Given the spectrum of mutations of the TRAPPC2 gene, the phenotypic findings in families with X-linked SEDT have shown a remarkable degree of homogeneity [2], and there is no clear genotype-phenotype correlation for TRAPPC2 mutations known to date. There are reports on a trend of decreasing severity, in terms of kyphosis, scoliosis, and degree of pain, in the order of the mutations from the 5' to 3' ends along the TRAPPC2 gene [2, 7]. In our case, however, the mutation was located in the 5' region of the gene, but the patient was asymptomatic with no complaints of back or hip pain, and an absence of radiological evidence of kyphosis and scoliosis. Therefore, the trend of increased severity towards the 5' end of the ORF noted in previous reports was not observed in our case.

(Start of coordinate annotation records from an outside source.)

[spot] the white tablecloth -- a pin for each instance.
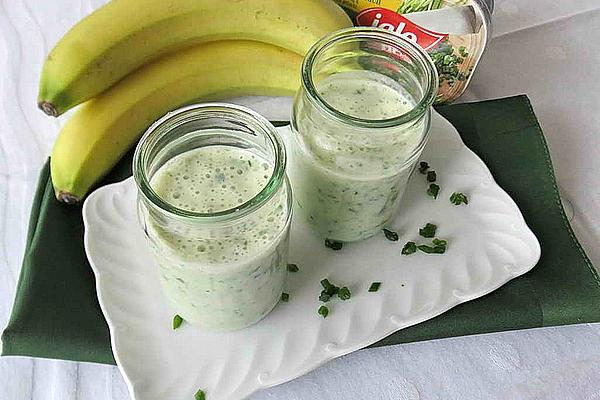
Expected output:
(547, 49)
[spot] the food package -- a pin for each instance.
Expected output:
(454, 33)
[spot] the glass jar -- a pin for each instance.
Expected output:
(215, 205)
(361, 120)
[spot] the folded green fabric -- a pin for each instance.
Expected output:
(56, 312)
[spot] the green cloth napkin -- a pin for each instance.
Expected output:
(56, 313)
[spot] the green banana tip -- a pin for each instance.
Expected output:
(67, 198)
(48, 108)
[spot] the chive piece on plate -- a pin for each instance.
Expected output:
(433, 190)
(329, 288)
(374, 287)
(333, 244)
(390, 235)
(428, 230)
(439, 247)
(344, 293)
(409, 248)
(323, 311)
(177, 321)
(324, 297)
(458, 198)
(431, 176)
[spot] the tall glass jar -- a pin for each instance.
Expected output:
(215, 205)
(361, 120)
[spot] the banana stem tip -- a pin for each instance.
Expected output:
(48, 108)
(67, 198)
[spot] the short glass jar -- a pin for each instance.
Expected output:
(361, 120)
(215, 205)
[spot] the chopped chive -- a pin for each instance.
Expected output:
(293, 268)
(344, 293)
(374, 286)
(431, 176)
(433, 190)
(428, 230)
(440, 242)
(458, 198)
(390, 235)
(333, 245)
(324, 297)
(326, 284)
(439, 247)
(323, 311)
(177, 321)
(409, 248)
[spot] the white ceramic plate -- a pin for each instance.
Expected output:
(489, 244)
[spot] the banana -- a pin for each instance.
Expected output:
(102, 130)
(126, 34)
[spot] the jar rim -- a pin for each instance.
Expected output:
(385, 37)
(195, 112)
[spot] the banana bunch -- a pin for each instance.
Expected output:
(132, 61)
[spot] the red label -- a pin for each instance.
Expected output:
(394, 22)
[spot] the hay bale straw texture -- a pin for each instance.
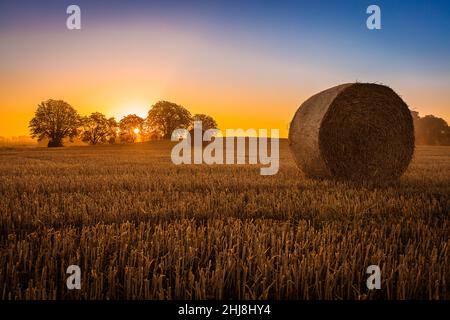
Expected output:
(354, 131)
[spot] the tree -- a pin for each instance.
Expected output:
(98, 129)
(430, 130)
(207, 121)
(114, 129)
(130, 127)
(166, 116)
(55, 120)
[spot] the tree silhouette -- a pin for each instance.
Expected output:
(55, 120)
(98, 129)
(166, 116)
(127, 127)
(207, 121)
(431, 130)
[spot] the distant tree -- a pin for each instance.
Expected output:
(431, 130)
(55, 120)
(207, 121)
(164, 117)
(130, 127)
(97, 128)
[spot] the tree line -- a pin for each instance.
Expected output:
(430, 130)
(57, 120)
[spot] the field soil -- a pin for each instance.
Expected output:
(141, 227)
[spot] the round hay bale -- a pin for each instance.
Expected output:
(354, 131)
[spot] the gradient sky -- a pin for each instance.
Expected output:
(249, 64)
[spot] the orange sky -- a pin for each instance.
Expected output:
(119, 71)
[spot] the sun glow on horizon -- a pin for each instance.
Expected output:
(140, 109)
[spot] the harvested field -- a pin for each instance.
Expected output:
(142, 228)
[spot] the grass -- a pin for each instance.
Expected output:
(142, 228)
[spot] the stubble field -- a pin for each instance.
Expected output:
(140, 227)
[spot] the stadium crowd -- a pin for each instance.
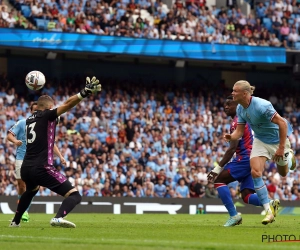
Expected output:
(274, 23)
(140, 142)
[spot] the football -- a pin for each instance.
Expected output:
(35, 80)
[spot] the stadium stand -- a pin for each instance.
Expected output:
(129, 139)
(184, 20)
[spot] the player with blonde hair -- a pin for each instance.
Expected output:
(271, 141)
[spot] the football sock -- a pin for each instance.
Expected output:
(68, 204)
(29, 206)
(225, 196)
(290, 163)
(262, 192)
(253, 200)
(19, 196)
(24, 202)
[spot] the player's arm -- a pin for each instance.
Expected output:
(91, 87)
(277, 119)
(229, 153)
(237, 134)
(13, 139)
(226, 158)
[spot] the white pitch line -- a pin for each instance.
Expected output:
(171, 242)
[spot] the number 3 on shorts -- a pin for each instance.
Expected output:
(33, 134)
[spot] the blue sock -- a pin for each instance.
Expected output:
(253, 200)
(261, 190)
(225, 196)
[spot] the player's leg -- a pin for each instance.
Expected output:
(248, 191)
(220, 183)
(260, 153)
(51, 178)
(21, 188)
(288, 162)
(24, 202)
(72, 198)
(257, 167)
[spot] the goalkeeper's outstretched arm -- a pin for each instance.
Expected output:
(91, 87)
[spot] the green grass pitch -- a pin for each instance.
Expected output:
(147, 232)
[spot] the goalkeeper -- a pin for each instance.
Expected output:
(237, 170)
(37, 167)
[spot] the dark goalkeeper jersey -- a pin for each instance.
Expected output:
(40, 133)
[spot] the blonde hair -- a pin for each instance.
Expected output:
(44, 102)
(245, 86)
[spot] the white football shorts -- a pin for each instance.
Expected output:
(260, 148)
(18, 169)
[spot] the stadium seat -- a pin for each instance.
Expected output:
(267, 23)
(26, 11)
(41, 24)
(297, 45)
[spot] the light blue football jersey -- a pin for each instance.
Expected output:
(18, 130)
(258, 115)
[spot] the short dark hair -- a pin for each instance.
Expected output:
(32, 105)
(44, 101)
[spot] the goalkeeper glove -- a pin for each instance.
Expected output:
(214, 173)
(92, 86)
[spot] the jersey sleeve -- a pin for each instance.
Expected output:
(52, 114)
(15, 129)
(240, 119)
(267, 111)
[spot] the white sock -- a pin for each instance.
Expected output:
(267, 207)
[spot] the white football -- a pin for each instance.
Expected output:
(35, 80)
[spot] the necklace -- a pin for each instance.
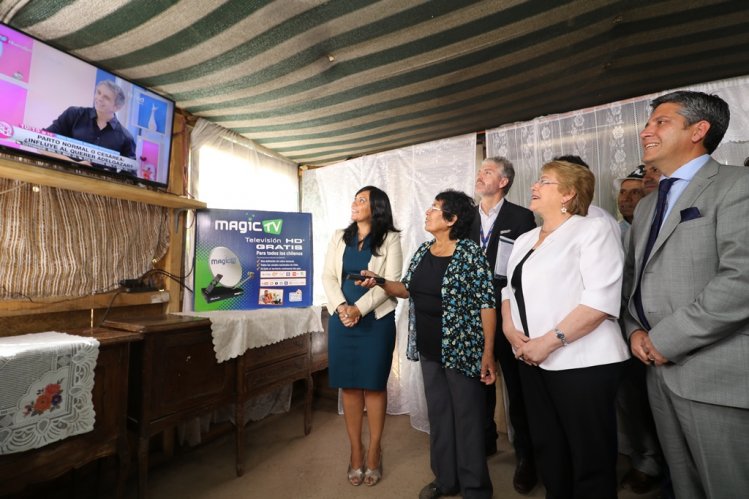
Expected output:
(446, 249)
(544, 231)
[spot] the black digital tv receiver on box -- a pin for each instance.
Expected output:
(57, 110)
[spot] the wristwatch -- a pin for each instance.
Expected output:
(561, 336)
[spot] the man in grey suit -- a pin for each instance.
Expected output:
(497, 224)
(687, 271)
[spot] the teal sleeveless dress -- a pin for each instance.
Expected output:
(360, 356)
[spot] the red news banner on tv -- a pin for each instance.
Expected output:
(59, 144)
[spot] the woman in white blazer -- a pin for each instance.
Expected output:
(559, 313)
(361, 331)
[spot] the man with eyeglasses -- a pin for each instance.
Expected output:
(499, 223)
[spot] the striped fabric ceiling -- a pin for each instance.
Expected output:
(319, 82)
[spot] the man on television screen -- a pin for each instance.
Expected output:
(98, 125)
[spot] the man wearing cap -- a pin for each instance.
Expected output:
(636, 428)
(630, 191)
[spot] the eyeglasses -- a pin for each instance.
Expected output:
(437, 208)
(544, 181)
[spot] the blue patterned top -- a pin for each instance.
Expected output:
(466, 289)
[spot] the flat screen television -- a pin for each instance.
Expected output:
(65, 111)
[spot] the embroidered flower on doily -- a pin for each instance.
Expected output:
(48, 399)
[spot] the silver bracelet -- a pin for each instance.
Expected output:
(561, 336)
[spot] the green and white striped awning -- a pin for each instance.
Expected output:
(319, 81)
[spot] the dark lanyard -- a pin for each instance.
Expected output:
(485, 240)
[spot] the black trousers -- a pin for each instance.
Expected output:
(572, 418)
(455, 404)
(516, 405)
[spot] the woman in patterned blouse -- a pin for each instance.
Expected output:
(451, 330)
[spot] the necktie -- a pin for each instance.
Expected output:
(655, 227)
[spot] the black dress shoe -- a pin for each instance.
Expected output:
(525, 476)
(640, 482)
(433, 491)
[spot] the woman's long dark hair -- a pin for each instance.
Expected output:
(382, 219)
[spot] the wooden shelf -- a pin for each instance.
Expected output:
(63, 180)
(65, 304)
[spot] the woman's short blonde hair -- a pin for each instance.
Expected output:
(573, 179)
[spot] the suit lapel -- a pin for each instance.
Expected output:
(696, 186)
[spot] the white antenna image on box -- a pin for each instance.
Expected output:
(227, 275)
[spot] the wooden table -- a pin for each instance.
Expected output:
(108, 438)
(175, 377)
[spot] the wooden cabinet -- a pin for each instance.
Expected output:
(108, 438)
(262, 369)
(174, 377)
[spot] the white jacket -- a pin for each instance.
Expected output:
(581, 262)
(388, 265)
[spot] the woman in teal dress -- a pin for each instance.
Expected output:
(361, 332)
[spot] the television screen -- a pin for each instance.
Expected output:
(55, 105)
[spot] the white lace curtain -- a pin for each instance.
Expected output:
(607, 138)
(411, 177)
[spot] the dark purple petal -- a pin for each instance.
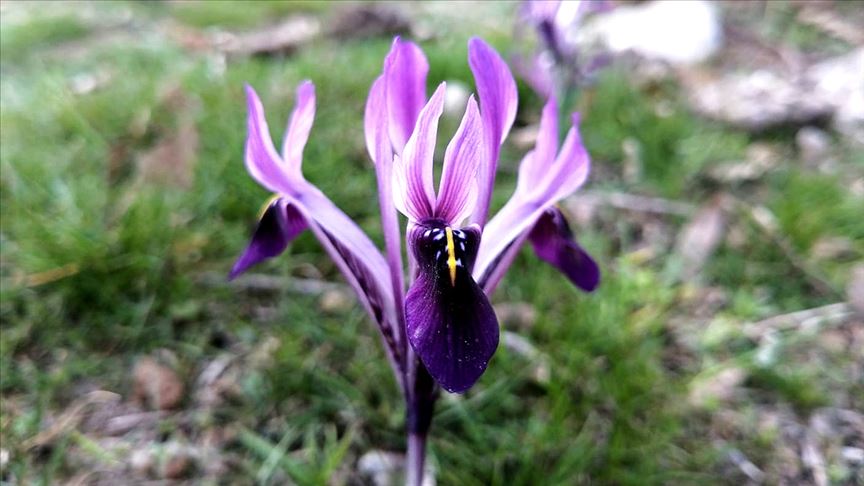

The clinical diagnosis of X-linked SEDT is usually based on clinical and radiological features. However, the skeleton is usually normal in childhood [2], and the characteristic radiological manifestations are usually recognizable in mid- or late adolescence [10]. Therefore, in the absence of clear radiologic features, the diagnosis of X-linked SEDT rests on the recognition of the mode of inheritance [2], and molecular analysis is eventually needed for the confirmatory diagnosis of X-linked SEDT, especially in sporadic and/or atypical cases.

Herein, we present a case of X-linked SEDT, which was diagnosed by a combination of clinical and radiographic features, and pedigree analysis that was confirmed by TRAPPC2 mutation analysis. While the diagnosis of X-linked SEDT is still based on clinical and radiographic grounds, there is growing demand for the molecular characterization of causative mutations. Taken together, our report of a genetically confirmed X-linked SEDT case for the first time in Korea reveals the characteristic X-linked mode of inheritance in a large Korean pedigree and accentuates the role of molecular TRAPPC2 mutation analysis in confirming the diagnosis of X-linked SEDT.